1: ['line-delimited.json']
2: ['line-delimited.json']
3: ['list.json']
4: ['list.json']
5: ['simple.json']


The first case of a JSON file is one where we have a single object

In [30]:
list_file = os.path.join('example-files', 'json', 'simple.json')
with open(list_file) as fp:
    print(fp.read())

{"composition": "CuZr"}



In [31]:
[r for r in records if 'simple' in r['files'][0]['path']]

[{'material': {'composition': 'CuZr'},
  'files': [{'length': 25,
    'filename': 'simple.json',
    'path': 'simple.json',
    'sha512': 'af52bc1609a6a09851646a2524b1044f576c676a396a6dd1b0add67c83355c738a016dd0d5d4d9094e55cb34cdd9115d640fd1219278e718069df31ed0f6b3de',
    'data_type': 'Unknown'}]}]

Here, the mapping creates a single new record

Another option is for a JSON file to contain a list of multiple objects

In [32]:
list_file = os.path.join('example-files', 'json', 'list.json')
with open(list_file) as fp:
    print(fp.read())

[{"composition": "CuZr", "oqmd": {"delta_e": "N/A"}},
  {"composition": "Fe", "oqmd": {"delta_e": 0}}]



In [33]:
[r for r in records if 'list' in r['files'][0]['path']]

[{'material': {'composition': 'CuZr'},
  'files': [{'length': 105,
    'filename': 'list.json',
    'path': 'list.json',
    'sha512': '76f47619866e91da239aaa10bee41835e686392fe7d940e458f154d9c33701a4621ddafd13744354f6e5ccd0199a7f96cb37ef2f3f53cee408589e84ffd092c5',
    'data_type': 'Unknown'}]},
 {'material': {'composition': 'Fe'},
  'value': 0,
  'files': [{'length': 105,
    'filename': 'list.json',
    'path': 'list.json',
    'sha512': '76f47619866e91da239aaa10bee41835e686392fe7d940e458f154d9c33701a4621ddafd13744354f6e5ccd0199a7f96cb37ef2f3f53cee408589e84ffd092c5',
    'data_type': 'Unknown'}]}]

In this case, the parser and adapter recognize that the file contains multiple records.
Note that the `na_values` command in the indexing removes the missing value value from the first record.

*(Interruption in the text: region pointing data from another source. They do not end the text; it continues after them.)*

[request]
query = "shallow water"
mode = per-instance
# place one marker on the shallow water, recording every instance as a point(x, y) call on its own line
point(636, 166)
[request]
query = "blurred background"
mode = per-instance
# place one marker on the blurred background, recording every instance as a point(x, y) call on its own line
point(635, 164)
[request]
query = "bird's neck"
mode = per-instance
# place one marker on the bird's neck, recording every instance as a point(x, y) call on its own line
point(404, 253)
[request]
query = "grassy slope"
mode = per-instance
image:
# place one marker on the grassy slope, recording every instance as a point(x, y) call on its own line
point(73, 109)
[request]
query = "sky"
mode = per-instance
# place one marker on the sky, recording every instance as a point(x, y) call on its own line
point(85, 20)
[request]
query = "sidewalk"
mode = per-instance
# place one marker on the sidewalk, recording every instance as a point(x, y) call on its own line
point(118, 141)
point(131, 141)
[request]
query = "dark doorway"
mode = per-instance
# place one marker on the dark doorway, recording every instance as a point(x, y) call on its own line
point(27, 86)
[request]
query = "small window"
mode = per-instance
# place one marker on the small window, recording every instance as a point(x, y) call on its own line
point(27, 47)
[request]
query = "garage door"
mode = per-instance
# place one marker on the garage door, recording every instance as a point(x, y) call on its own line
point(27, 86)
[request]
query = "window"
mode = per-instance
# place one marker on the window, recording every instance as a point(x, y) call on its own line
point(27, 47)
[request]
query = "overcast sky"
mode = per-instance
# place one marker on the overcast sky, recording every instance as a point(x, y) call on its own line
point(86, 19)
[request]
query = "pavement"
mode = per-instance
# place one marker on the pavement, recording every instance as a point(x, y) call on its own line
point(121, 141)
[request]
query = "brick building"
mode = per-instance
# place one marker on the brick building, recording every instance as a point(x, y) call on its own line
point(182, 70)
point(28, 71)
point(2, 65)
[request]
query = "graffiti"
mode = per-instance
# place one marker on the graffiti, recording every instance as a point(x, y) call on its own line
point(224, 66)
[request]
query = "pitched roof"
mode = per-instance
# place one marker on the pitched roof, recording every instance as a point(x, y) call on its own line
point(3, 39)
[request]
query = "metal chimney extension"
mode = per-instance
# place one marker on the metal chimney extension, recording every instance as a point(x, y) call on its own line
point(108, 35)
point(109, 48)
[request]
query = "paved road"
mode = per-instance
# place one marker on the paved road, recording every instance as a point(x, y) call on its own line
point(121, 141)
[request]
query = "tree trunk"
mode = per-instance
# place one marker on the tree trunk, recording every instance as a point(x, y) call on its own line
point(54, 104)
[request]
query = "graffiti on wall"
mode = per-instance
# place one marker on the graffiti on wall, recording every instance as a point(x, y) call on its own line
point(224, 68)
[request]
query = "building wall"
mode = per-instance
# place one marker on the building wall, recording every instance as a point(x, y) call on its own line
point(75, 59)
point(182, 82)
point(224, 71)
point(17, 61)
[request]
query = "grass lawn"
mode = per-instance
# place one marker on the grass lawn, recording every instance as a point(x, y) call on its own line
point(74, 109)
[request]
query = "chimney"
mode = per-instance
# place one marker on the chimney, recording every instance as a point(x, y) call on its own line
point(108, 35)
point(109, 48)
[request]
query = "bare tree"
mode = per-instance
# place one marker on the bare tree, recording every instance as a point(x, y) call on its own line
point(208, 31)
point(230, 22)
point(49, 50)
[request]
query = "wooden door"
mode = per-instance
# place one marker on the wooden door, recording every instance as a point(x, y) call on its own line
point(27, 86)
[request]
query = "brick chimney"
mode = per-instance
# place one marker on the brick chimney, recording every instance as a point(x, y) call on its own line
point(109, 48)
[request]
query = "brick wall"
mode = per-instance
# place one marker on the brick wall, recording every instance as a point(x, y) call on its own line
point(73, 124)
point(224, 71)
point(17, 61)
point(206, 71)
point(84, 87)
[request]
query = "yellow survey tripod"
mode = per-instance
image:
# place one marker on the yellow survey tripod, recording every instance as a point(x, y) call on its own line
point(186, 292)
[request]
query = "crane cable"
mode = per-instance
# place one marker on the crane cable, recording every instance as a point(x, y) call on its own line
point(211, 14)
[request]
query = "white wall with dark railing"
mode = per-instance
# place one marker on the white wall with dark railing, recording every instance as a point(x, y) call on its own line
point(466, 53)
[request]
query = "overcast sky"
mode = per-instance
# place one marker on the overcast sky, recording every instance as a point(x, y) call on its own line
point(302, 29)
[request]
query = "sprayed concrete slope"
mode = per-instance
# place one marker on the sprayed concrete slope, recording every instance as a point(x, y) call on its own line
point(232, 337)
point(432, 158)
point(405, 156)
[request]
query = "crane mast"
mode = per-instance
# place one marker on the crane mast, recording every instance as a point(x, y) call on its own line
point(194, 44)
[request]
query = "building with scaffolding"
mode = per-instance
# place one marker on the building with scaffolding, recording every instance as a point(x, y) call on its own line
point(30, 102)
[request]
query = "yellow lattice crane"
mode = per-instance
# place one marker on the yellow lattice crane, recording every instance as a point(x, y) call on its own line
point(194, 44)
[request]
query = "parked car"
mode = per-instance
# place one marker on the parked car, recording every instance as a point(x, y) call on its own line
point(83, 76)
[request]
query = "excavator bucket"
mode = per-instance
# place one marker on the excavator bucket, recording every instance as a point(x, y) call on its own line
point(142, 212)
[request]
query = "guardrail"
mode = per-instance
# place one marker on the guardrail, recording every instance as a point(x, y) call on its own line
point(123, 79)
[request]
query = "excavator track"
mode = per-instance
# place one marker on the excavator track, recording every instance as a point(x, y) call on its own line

Finally, the JSON parser also supports reading multiple records from line-delimited JSON files.

In [34]:
list_file = os.path.join('example-files', 'json', 'line-delimited.json')
with open(list_file) as fp:
    print(fp.read())

{"composition": "NaCl"}
{"composition":  "LiFePO4"}
{}



In [35]:
[r for r in records if 'line-' in r['files'][0]['path']]

[{'material': {'composition': 'NaCl'},
  'files': [{'length': 58,
    'filename': 'line-delimited.json',
    'path': 'line-delimited.json',
    'sha512': '7a450a893c60b1110dd6085f5b52661482249af3352a123b5660b5dffeb5550bf285755da65c4c589c70abdf6820d3a8061a2733f0c6a8af5f620228412856fd',
    'data_type': 'Unknown'}]},
 {'material': {'composition': 'LiFePO4'},
  'files': [{'length': 58,
    'filename': 'line-delimited.json',
    'path': 'line-delimited.json',
    'sha512': '7a450a893c60b1110dd6085f5b52661482249af3352a123b5660b5dffeb5550bf285755da65c4c589c70abdf6820d3a8061a2733f0c6a8af5f620228412856fd',
    'data_type': 'Unknown'}]}]

Note how it reads multiple records and skips the last line that does not match any mapping.